Untitled.
6 June 1998
can . . . forth . . . happy . . . thinks . . . suddenly
there aren't enough colours in the alphabet to paint...
everything you make me feel
yr eyes
* *
on the train into ny i had the strangest memory. i'm lying down on concrete i think, using harlot's ghost as a pillow. the memory's in ca, but i didn't own the book yet. if anywhere it must have been the x-country trip by bus, but where?
* *
graeme's party.
and once again i find myself in this familiar state of mind.
there is an electricity flowing across my skin and a complete exhaustion from within.
i can't keep my eyes open, but i want to. but maybe if i close them, i'll be able to see.
* *
when i close my eyes electricity plays across my skin.
when she got up, i felt a pull, a separation, a feeling that i had been almost whole, however briefly, and was no longer.
it scares me to think i can still feel this way, and over something so inconsequential, something that is only a brief instant in my life, and will be gone before i realize it.

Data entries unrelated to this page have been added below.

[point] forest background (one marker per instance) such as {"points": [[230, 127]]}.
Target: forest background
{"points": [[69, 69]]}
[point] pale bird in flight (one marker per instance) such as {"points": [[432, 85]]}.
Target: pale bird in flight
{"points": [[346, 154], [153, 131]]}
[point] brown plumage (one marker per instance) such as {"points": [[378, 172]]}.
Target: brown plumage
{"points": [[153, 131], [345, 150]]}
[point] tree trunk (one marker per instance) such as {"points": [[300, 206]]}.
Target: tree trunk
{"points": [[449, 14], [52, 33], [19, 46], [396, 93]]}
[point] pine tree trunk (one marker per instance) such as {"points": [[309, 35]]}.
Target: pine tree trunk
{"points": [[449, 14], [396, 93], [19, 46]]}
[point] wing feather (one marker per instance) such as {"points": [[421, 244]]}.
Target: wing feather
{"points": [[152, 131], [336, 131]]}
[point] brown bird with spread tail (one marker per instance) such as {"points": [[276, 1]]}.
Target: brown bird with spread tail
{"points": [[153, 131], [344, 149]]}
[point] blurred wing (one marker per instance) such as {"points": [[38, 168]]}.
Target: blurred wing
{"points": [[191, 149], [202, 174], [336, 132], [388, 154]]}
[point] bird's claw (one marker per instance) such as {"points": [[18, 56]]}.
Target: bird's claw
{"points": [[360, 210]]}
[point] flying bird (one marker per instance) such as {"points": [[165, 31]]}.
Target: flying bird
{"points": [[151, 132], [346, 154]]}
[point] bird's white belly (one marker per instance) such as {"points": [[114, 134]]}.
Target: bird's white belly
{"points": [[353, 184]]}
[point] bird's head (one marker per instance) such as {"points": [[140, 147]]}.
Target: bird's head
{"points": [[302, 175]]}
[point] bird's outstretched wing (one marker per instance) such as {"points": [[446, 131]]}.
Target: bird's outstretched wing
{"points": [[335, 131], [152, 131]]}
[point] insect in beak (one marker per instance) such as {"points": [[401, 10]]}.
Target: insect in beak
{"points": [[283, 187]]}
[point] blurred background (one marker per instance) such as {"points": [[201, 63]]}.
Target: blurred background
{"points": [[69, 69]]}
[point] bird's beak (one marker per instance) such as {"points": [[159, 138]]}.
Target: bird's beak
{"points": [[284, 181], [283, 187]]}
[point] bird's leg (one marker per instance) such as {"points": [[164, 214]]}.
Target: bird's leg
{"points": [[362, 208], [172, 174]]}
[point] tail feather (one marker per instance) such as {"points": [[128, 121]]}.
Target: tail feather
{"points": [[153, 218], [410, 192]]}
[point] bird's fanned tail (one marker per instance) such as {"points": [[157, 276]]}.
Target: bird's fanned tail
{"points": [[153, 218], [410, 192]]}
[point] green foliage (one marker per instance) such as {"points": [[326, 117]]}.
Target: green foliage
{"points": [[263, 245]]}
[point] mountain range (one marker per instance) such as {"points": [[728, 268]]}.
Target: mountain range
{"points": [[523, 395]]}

i am a prisoner of my personality.
and now that the world is falling asleep, i find myself awake.
...everything i've felt tonight.
* *
the sun rises in the city
among dark clouds that hid
the stars all night
blues + greys hints of pink + orange
from the tips of my toes you explode forth-my mirror image.
* *
the next morning.
i can never sleep really late because there is so much inside me, and yet i often find myself bored. where does it all go between opening blurred eyes and the day ahead?
maybe the stars in my shoe know something. i wonder if i should ask them.
in the morning, her hair's not as blond. and that really sums things up in a way.
* *
and ultimately, his actions proved easier than expected, but less satisfying as well. this is not a complaint exactly, it beat the alternatives. no contest.